Fines should reflect social cost of transport disruptions
THE common consensus seems to be that the public transport system needs improving. Managing editor Han Fook Kwang puts it well when he said that the high certificate of entitlement price is a reflection of how much people are prepared to pay to avoid having to take public transport ("Should transport system go the HK way?"; Oct 7).
The Government is stepping up by investing in more infrastructure, such as train lines and bus routes.
At the centre of the storm of criticism is SMRT - the main operator of MRT lines, half of the duopoly for bus routes, and a member of the oligopoly of taxi operators. Seen as being too profit-driven, its failures and stumbles have caused so much inconvenience and angst that there have even been suggestions of nationalising the company.
Nationalisation, however, may be unfair to the many ordinary Singaporeans who own SMRT shares and look forward to its dividends.

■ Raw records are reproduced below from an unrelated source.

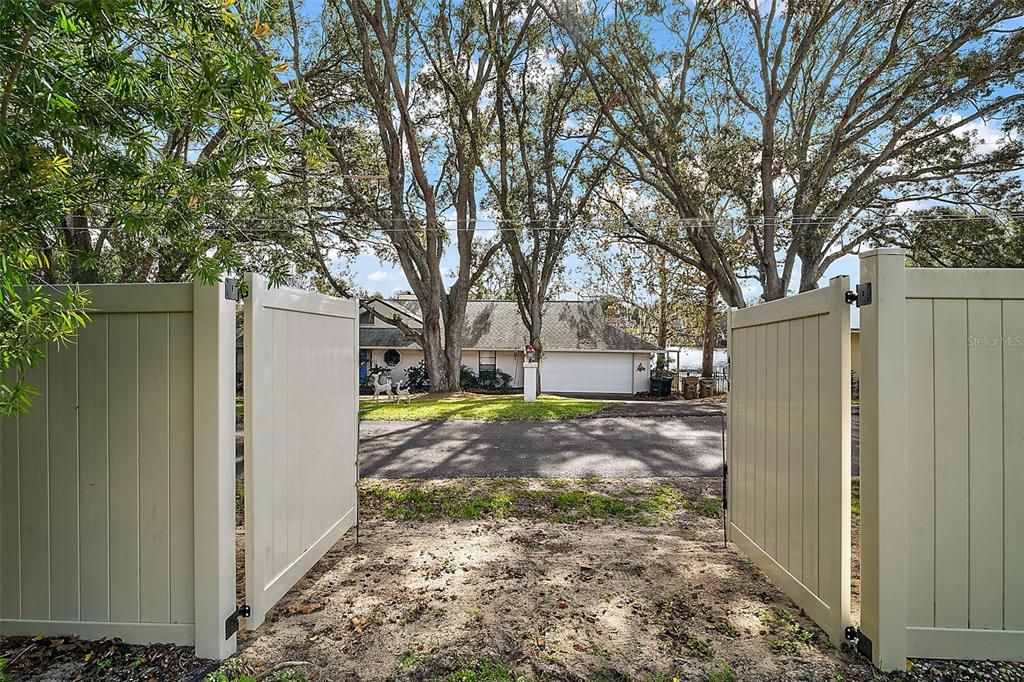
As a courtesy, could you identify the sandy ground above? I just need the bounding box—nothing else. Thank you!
[228,479,872,680]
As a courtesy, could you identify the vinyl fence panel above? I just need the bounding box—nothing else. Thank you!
[728,278,850,644]
[0,284,233,656]
[861,250,1024,669]
[245,275,358,629]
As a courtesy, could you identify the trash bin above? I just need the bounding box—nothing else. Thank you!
[650,377,672,397]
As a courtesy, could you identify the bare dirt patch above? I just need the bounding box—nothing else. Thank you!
[226,479,873,680]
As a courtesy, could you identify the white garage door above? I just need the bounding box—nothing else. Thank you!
[541,352,633,394]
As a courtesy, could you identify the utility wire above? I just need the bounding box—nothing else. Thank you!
[36,212,1024,232]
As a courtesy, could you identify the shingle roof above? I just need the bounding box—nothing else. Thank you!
[359,300,657,351]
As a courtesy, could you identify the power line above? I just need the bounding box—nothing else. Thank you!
[34,212,1024,233]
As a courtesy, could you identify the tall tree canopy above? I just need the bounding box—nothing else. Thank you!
[552,0,1024,306]
[480,0,610,387]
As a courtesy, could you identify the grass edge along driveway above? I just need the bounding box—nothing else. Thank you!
[359,393,620,422]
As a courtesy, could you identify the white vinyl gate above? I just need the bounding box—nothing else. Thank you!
[244,275,359,629]
[727,276,850,645]
[860,249,1024,670]
[0,276,358,658]
[0,284,234,658]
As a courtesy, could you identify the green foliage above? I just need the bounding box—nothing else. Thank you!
[477,369,512,392]
[404,360,430,391]
[761,608,817,655]
[359,478,696,524]
[891,208,1024,267]
[686,635,715,658]
[693,497,722,518]
[360,393,618,422]
[440,658,528,682]
[203,668,309,682]
[459,365,480,389]
[0,0,284,414]
[708,662,736,682]
[0,258,88,416]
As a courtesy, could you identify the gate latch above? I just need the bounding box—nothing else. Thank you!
[224,278,242,301]
[843,626,871,660]
[846,282,871,308]
[224,604,253,639]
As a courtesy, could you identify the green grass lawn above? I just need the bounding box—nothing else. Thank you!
[359,393,620,422]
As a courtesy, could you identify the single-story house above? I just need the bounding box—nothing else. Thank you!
[359,296,658,395]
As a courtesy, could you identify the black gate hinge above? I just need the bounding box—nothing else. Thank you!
[722,464,729,510]
[846,282,871,308]
[224,604,253,639]
[843,626,871,660]
[224,278,242,301]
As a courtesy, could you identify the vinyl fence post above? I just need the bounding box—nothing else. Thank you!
[193,283,237,659]
[860,249,908,671]
[724,307,736,543]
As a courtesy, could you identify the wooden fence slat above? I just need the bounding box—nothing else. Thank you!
[167,312,194,623]
[751,327,768,547]
[108,314,139,623]
[138,313,169,623]
[788,321,806,581]
[775,321,794,572]
[18,364,50,620]
[77,314,111,622]
[967,300,1004,630]
[1002,300,1024,632]
[46,344,79,621]
[761,324,779,557]
[802,317,820,590]
[906,300,935,626]
[934,299,971,628]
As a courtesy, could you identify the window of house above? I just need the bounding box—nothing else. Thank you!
[479,350,498,379]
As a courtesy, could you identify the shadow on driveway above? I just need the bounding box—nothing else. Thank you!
[359,402,860,478]
[359,411,725,478]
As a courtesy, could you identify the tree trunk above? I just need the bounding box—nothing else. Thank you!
[700,282,718,377]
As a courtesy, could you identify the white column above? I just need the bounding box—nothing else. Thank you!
[193,284,236,659]
[522,363,537,402]
[860,249,907,671]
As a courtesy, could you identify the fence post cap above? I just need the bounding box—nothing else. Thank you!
[860,247,906,258]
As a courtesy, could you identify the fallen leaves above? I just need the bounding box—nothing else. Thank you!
[285,600,327,615]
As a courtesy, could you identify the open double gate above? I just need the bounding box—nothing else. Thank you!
[727,249,1024,670]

I suggest placing a dollar value on the social cost of disruptions in service. This can come in the form of materially significant fines on a sliding scale for each disruption, based on frequency and magnitude, with the ultimate sanction being the loss of the licence to operate.
The social cost can be computed through public surveys - for example, what level of delay is acceptable, how much more one is prepared to pay for a higher frequency of train or bus service, what is the cost of each hour of delay or disruption to the ordinary commuter in terms of lost sleep or pay docked.
Based on these answers and the number of people using public transport per day, the appropriate level of fines can be computed.
The level of fines and sanctions will encourage SMRT to make the appropriate investments. It will also stop making extraordinary profits which do not reflect the true social costs of disruptions and failures.
The fines collected can be passed on to commuters in the form of fare top-ups on their ez-link cards.
This way, all stakeholders in public transport have a say and ownership of the eventual outcome.